Foxy and Roxy nous will ensure football’s coming home

foxy 414“Our father, who art in Moscow, Southgate be thy name. The cup will come, Kane’s work will be done, in Moscow as it is in Tottenham. Take this day our daily penalty. And forgive Vardy’s offside trespasses, as we forgive those who bet against us. And lead us not into under-achievement. But deliver us the title. For football’s coming home. This history and the glory. Forever and ever. Amen.”
Yep, you guessed it. Roxy and I have been bitten right on the arse by the footie bug, despite our best intentions to have nothing to do with the England team. In fact, we didn’t even watch the first two games, for fear of this happening.
We know it’s all going to end in tears at some stage. It always does, doesn’t it? But girls can dream can’t they?
Of course, no doubt all you blokes will just be thinking we’re silly woman, what could we possibly know? Well, we’re Bolton girls, we know pain when we feel it.
Mind you, Roxy and I were discussing the formation yesterday and we reckon that Southgate should ditch the 3-3-1-3; Trippier and Young may have had good domestic seasons, but with their defensive frailties Sweden will batter us.
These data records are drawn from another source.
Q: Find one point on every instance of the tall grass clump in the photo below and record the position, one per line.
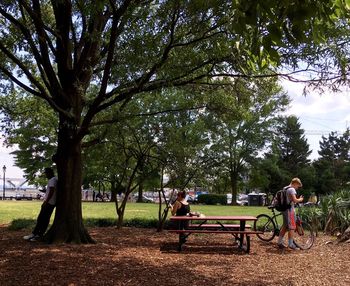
(332, 215)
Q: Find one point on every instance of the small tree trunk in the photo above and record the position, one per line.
(233, 181)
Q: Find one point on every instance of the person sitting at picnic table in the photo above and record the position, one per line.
(181, 207)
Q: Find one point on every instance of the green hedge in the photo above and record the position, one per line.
(212, 199)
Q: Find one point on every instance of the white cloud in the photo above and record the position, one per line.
(319, 114)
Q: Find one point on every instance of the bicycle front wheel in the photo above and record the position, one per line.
(304, 236)
(265, 224)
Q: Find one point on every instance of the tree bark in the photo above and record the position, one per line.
(68, 225)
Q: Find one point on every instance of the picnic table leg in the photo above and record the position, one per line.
(241, 236)
(182, 240)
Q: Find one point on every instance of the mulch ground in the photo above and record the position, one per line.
(134, 256)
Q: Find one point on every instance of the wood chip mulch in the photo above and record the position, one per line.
(133, 256)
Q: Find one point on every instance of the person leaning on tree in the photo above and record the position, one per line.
(289, 219)
(47, 207)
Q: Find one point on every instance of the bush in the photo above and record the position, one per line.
(212, 199)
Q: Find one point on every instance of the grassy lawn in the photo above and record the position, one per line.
(12, 210)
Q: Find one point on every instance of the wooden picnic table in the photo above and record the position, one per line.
(187, 225)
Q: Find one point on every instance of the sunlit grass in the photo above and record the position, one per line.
(28, 210)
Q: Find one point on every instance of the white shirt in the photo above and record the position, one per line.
(52, 183)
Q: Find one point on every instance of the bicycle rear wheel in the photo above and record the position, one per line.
(304, 236)
(265, 224)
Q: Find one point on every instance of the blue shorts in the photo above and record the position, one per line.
(289, 219)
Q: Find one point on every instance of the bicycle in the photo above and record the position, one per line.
(304, 236)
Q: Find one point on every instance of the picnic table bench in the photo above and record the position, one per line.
(187, 225)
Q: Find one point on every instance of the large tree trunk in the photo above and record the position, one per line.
(68, 223)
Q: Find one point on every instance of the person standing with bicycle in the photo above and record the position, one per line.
(289, 218)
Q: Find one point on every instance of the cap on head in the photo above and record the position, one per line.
(296, 181)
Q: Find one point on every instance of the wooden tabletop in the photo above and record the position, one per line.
(245, 218)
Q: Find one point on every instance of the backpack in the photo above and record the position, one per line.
(280, 201)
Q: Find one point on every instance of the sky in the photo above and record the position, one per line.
(318, 115)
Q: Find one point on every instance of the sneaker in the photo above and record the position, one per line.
(29, 236)
(35, 238)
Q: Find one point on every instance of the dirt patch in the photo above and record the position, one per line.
(134, 256)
We believe Gareth should go for 4-4-2 with Walker and Rose on either wing to make the team balanced defensively; they are excellent going forward too.
Dier and Henderson ensure midfield stability and both have the ability to find the right pass. Two defensive central midfielders also means that Stones can play out with the ball.
Sterling won’t like it, but hey, he’s hardly had an outstanding tournament. And that tattoo, what the hell is that all about? He must be the only man with a gun on his leg who can’t shoot.
Anyway, if we despatch the Swedes, the chances are we’ll come up against Croatia. Now, according to the latest Pornhub Insights Blog, Croats are some of the biggest users of porn in the world per population, which is a worry. Their biceps will be huge, and they’ll be fending off our boys as if they were seven-stone weaklings.
Ah well, we’ll just have to cross that bridge when we come to it. In the meantime…C’MON ENGLAND!!